Fortinet looks to work with IoT devices as well
A blog post, also from today, added that Fortinet wants to lay “the groundwork for an Internet-based future, arming the Security Fabric with unprecedented visibility and responsiveness across physical and virtual networks.”
These systems include “global IT and security operations, corporate devices and IoT,” later scaling to all points of the Cloud. Fortinet’s plan is to improve safety from the source of the network, virtually offer the same impenetrable protection in all devices, all the time.
The company’s vision also bases itself on Intent-based networking, described as system design with a focus on autonomous technologies and computer intelligence, which will most likely prove essential in defending the general public from cyber attacks.
Fortinet also unveiled their Security Operations Solution, comprised of three distinct applications. The FortiSIEM (Security Information and Event Management), FortiManager, and FortiAnalyzer.
The business and IoT world are in dire need of better cybersecurity
Following the wave of large-scale DDoS attacks that took place last year, tech websites and cyber security experts have put the blame on certain manufacturers that seem to care little for digital safety standards.
Both the massive cyber attack on the Dyn platform and the online invasion of Brian Krebs’ official blog could not have been carried out without internet-connected everyday devices like printers, cameras, and other products. In essence, the Internet of Things, or IoT.

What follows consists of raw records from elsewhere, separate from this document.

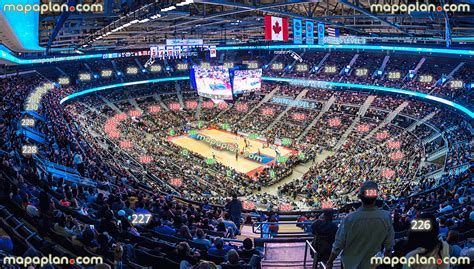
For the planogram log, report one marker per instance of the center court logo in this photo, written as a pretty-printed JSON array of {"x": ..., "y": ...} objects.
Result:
[
  {"x": 418, "y": 7},
  {"x": 53, "y": 8}
]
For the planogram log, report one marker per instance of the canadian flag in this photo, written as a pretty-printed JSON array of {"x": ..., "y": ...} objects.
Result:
[{"x": 276, "y": 28}]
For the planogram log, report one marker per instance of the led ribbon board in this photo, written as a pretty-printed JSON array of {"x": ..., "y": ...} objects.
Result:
[
  {"x": 379, "y": 88},
  {"x": 4, "y": 54},
  {"x": 293, "y": 80},
  {"x": 353, "y": 47},
  {"x": 77, "y": 94}
]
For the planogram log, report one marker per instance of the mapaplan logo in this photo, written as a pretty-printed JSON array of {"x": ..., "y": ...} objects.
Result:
[
  {"x": 53, "y": 8},
  {"x": 418, "y": 7}
]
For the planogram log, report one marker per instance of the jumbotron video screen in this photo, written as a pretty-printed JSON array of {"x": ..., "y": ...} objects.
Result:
[{"x": 267, "y": 134}]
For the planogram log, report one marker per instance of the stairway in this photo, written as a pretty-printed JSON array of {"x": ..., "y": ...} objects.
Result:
[
  {"x": 384, "y": 63},
  {"x": 325, "y": 108},
  {"x": 290, "y": 106},
  {"x": 199, "y": 108},
  {"x": 388, "y": 119},
  {"x": 288, "y": 256},
  {"x": 158, "y": 98},
  {"x": 134, "y": 103},
  {"x": 265, "y": 99},
  {"x": 178, "y": 93},
  {"x": 320, "y": 64},
  {"x": 110, "y": 104},
  {"x": 420, "y": 122},
  {"x": 366, "y": 105}
]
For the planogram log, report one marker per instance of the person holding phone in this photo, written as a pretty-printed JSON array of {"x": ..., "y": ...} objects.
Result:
[{"x": 363, "y": 232}]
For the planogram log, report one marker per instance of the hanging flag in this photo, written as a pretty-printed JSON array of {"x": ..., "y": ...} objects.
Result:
[
  {"x": 333, "y": 32},
  {"x": 154, "y": 51},
  {"x": 169, "y": 50},
  {"x": 297, "y": 31},
  {"x": 276, "y": 28},
  {"x": 212, "y": 51},
  {"x": 309, "y": 32},
  {"x": 177, "y": 51},
  {"x": 161, "y": 51},
  {"x": 321, "y": 33}
]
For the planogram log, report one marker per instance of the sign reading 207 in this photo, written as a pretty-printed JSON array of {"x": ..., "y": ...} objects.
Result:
[{"x": 140, "y": 218}]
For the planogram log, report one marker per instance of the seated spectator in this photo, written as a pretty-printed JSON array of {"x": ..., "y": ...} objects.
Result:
[
  {"x": 87, "y": 239},
  {"x": 248, "y": 220},
  {"x": 230, "y": 225},
  {"x": 273, "y": 228},
  {"x": 247, "y": 250},
  {"x": 453, "y": 240},
  {"x": 219, "y": 249},
  {"x": 184, "y": 256},
  {"x": 184, "y": 233},
  {"x": 233, "y": 260},
  {"x": 164, "y": 229},
  {"x": 425, "y": 243},
  {"x": 324, "y": 232},
  {"x": 66, "y": 226},
  {"x": 6, "y": 243},
  {"x": 200, "y": 238}
]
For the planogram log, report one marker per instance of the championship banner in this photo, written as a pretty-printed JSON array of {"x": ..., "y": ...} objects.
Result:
[
  {"x": 321, "y": 33},
  {"x": 297, "y": 31},
  {"x": 177, "y": 51},
  {"x": 169, "y": 51},
  {"x": 213, "y": 51},
  {"x": 161, "y": 51},
  {"x": 309, "y": 32},
  {"x": 276, "y": 28},
  {"x": 154, "y": 51}
]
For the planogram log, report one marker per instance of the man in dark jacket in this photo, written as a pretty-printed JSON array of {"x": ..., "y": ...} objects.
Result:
[
  {"x": 234, "y": 207},
  {"x": 324, "y": 232}
]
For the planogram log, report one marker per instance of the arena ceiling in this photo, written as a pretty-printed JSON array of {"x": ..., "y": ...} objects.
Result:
[{"x": 237, "y": 21}]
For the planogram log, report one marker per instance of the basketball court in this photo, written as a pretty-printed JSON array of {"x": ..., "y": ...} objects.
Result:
[{"x": 228, "y": 158}]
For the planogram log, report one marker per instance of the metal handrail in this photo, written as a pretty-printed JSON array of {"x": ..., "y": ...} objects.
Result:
[
  {"x": 315, "y": 255},
  {"x": 259, "y": 224}
]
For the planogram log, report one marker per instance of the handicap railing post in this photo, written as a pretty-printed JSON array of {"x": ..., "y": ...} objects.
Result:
[{"x": 305, "y": 253}]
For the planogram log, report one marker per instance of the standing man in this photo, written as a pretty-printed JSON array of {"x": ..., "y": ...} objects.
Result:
[
  {"x": 324, "y": 232},
  {"x": 234, "y": 207},
  {"x": 79, "y": 163},
  {"x": 363, "y": 232}
]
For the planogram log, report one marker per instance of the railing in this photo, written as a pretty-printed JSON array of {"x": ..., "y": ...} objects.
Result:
[
  {"x": 307, "y": 245},
  {"x": 260, "y": 228}
]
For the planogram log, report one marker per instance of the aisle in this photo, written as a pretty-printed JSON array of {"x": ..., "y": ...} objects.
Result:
[{"x": 298, "y": 171}]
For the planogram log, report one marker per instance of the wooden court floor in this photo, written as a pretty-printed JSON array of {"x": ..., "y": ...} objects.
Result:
[{"x": 227, "y": 158}]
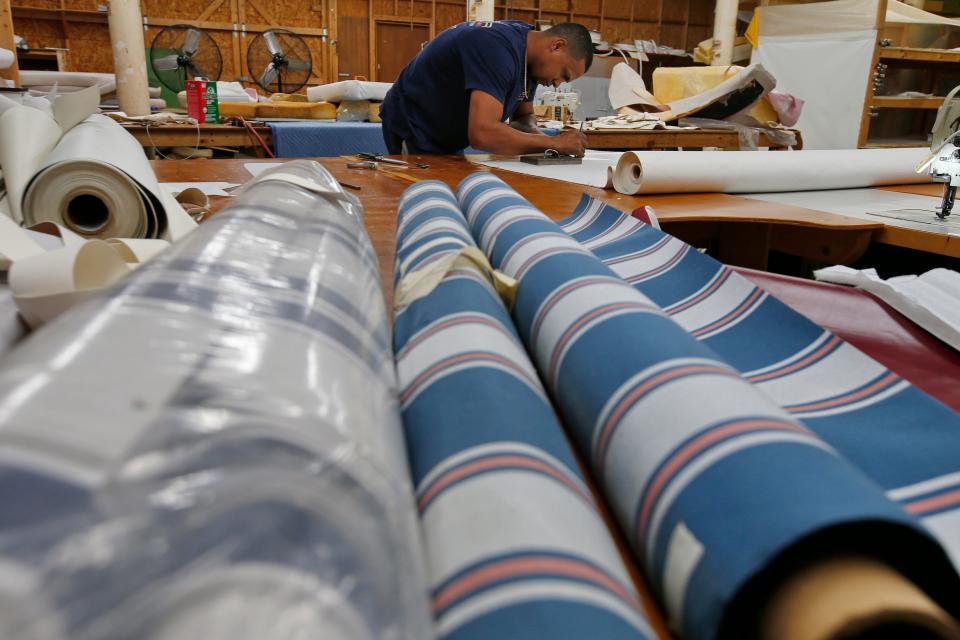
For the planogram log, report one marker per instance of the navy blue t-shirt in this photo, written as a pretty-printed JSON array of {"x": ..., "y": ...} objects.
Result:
[{"x": 429, "y": 104}]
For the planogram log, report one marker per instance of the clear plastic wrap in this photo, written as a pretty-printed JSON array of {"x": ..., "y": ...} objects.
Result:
[{"x": 213, "y": 449}]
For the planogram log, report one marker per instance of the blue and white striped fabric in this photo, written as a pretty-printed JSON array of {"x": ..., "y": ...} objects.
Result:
[
  {"x": 710, "y": 479},
  {"x": 904, "y": 440},
  {"x": 515, "y": 544}
]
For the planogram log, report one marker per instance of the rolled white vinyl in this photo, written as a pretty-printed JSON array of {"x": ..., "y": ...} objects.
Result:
[
  {"x": 98, "y": 183},
  {"x": 635, "y": 172}
]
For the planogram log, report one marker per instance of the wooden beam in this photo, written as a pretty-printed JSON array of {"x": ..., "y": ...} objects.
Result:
[
  {"x": 880, "y": 20},
  {"x": 6, "y": 41}
]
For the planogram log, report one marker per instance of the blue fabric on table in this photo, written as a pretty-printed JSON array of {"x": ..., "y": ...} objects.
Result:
[
  {"x": 516, "y": 546},
  {"x": 308, "y": 139},
  {"x": 711, "y": 480},
  {"x": 319, "y": 139}
]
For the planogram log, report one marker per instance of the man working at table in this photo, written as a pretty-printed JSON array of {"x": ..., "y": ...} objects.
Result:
[{"x": 464, "y": 85}]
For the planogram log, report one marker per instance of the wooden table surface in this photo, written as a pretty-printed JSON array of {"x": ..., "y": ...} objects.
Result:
[
  {"x": 189, "y": 135},
  {"x": 742, "y": 231}
]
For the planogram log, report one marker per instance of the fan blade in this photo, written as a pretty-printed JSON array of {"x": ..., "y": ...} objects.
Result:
[
  {"x": 191, "y": 42},
  {"x": 197, "y": 72},
  {"x": 269, "y": 75},
  {"x": 166, "y": 63},
  {"x": 273, "y": 43},
  {"x": 298, "y": 65}
]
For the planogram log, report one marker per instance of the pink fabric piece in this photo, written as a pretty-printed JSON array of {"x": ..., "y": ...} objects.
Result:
[{"x": 788, "y": 107}]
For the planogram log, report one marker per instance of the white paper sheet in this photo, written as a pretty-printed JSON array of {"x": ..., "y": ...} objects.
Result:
[
  {"x": 209, "y": 188},
  {"x": 256, "y": 168},
  {"x": 904, "y": 210},
  {"x": 931, "y": 300},
  {"x": 735, "y": 171}
]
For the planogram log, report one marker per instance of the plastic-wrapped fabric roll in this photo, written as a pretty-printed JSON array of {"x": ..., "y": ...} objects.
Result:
[
  {"x": 515, "y": 544},
  {"x": 717, "y": 487},
  {"x": 98, "y": 182},
  {"x": 851, "y": 401},
  {"x": 214, "y": 449}
]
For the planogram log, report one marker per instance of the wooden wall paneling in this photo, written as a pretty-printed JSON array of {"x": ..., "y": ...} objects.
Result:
[
  {"x": 449, "y": 15},
  {"x": 7, "y": 41},
  {"x": 90, "y": 47}
]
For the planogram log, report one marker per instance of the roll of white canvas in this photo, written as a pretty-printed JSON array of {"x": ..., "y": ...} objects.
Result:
[
  {"x": 129, "y": 58},
  {"x": 46, "y": 284},
  {"x": 98, "y": 183},
  {"x": 27, "y": 136},
  {"x": 636, "y": 172}
]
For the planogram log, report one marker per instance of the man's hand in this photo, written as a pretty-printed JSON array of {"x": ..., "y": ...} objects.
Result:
[{"x": 571, "y": 142}]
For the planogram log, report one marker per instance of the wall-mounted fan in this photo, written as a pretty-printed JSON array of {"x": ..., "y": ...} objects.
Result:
[
  {"x": 182, "y": 52},
  {"x": 279, "y": 60}
]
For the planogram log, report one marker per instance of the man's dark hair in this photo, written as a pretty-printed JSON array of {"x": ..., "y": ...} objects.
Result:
[{"x": 579, "y": 44}]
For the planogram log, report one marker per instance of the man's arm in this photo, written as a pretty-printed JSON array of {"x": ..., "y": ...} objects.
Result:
[
  {"x": 523, "y": 119},
  {"x": 487, "y": 132}
]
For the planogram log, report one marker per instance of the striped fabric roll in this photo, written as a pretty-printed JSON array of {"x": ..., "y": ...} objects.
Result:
[
  {"x": 904, "y": 440},
  {"x": 515, "y": 543},
  {"x": 711, "y": 480}
]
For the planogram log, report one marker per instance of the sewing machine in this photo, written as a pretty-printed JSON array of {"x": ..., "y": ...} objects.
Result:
[{"x": 945, "y": 167}]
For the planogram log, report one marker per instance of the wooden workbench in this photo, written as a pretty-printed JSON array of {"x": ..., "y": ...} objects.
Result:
[
  {"x": 742, "y": 231},
  {"x": 207, "y": 135},
  {"x": 634, "y": 139}
]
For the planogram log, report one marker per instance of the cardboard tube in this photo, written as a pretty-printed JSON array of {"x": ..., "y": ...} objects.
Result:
[
  {"x": 724, "y": 32},
  {"x": 844, "y": 597},
  {"x": 129, "y": 58}
]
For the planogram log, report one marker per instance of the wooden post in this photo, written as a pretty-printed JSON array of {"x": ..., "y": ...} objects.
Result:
[
  {"x": 6, "y": 41},
  {"x": 868, "y": 98},
  {"x": 129, "y": 56},
  {"x": 724, "y": 32}
]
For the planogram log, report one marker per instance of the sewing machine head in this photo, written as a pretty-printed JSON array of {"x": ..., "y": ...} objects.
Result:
[{"x": 945, "y": 167}]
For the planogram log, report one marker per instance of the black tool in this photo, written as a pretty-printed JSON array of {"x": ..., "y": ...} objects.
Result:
[{"x": 550, "y": 156}]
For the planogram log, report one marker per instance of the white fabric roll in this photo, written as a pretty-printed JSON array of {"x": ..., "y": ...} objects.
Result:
[
  {"x": 349, "y": 90},
  {"x": 98, "y": 182},
  {"x": 733, "y": 171}
]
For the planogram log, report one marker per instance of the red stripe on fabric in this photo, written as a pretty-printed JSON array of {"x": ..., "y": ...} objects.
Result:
[
  {"x": 800, "y": 364},
  {"x": 455, "y": 360},
  {"x": 495, "y": 462},
  {"x": 641, "y": 254},
  {"x": 724, "y": 275},
  {"x": 730, "y": 317},
  {"x": 934, "y": 503},
  {"x": 519, "y": 567},
  {"x": 883, "y": 382},
  {"x": 695, "y": 447},
  {"x": 558, "y": 295},
  {"x": 582, "y": 320},
  {"x": 446, "y": 324},
  {"x": 649, "y": 384},
  {"x": 664, "y": 267}
]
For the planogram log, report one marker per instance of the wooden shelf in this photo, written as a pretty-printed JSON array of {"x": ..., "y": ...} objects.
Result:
[
  {"x": 893, "y": 102},
  {"x": 73, "y": 15},
  {"x": 919, "y": 55}
]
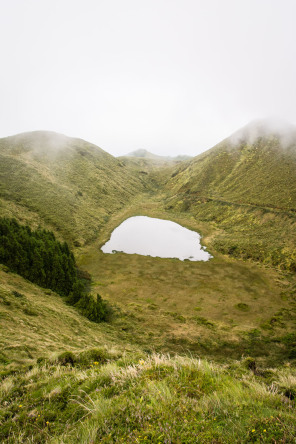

When KrebsOnSecurity went back online, the veteran journalist published a list on October 3, a few weeks before Dyn’s DDoS attack. The list included products from brands like Xerox, ZTE, Toshiba, and others.
The article also added the malware used to carry out this attack (dubbed ‘Mirai’) continuously scanned the web for IoT devices with default usernames and passwords, which prompted concerns over these companies security protocols.
Fortinet is using these events as background to build a stronger, and more connected networking system that might help prevent similar attacks in the not-so-far future.